By KERRY SMITH, EDITOR, ST. LOUIS CONSTRUCTION NEWS & REVIEW MAGAZINE
Seventy-nine percent of construction firms nationwide plan to expand their payrolls in 2019 but nearly as many construction industry employers worry they may not be able to grow operations because they won’t be able to secure enough qualified workers.
This percentage comes from the results of an annual survey, “The 2019 Construction Hiring and Business Outlook Report,” published by the Associated General Contractors Survey of America and Sage Construction and Real Estate.
AGC CEO Stephen Sandherr said contractors are optimistic about the industry’s market health in the new year, but they’re extremely concerned that they won’t be able to recruit, train and retain enough bodies to fulfill their project-specific workforce requirements.
“Construction executives appear to remain confident about their market prospects for 2019,” said Sandherr, “and they plan to add headcount to cope with the added workload.
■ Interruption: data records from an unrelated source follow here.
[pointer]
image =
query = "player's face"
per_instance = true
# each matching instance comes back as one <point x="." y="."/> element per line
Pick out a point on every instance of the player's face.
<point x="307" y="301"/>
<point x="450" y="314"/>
But although they are confident about the demand for their products and services, contractors are definitely concerned about finding enough qualified workers to execute projects.”
The survey, given annually by the AGC and Sage, asks respondents as to which of 13 project categories and market segments they anticipate seeing expansion over the next 12 months. Construction market segments identified in the survey are: public building, highway, K-12 school, hospital, federal government, retail/warehouse/lodging, water and sewer, transportation facility, private office, manufacturing, higher education, power, and multifamily residential.
Public building construction scored the highest net positive reading, 17 percent, by survey respondents. Three other segments – highway, K-12 school and hospital – indicated a 16 percent net positive. Four categories – private office, manufacturing, higher education and power – netted a 12 percent increase as compared to 2018 survey results. Multifamily residential scored the lowest of all 13 categories with regard to respondents’ anticipation of market expansion throughout 2019.
“Labor shortages are having an impact on construction costs and project schedules, based upon what our latest survey’s respondents are telling us,” Sandherr said. “One-third of respondents report that staffing challenges drove costs higher than anticipated.”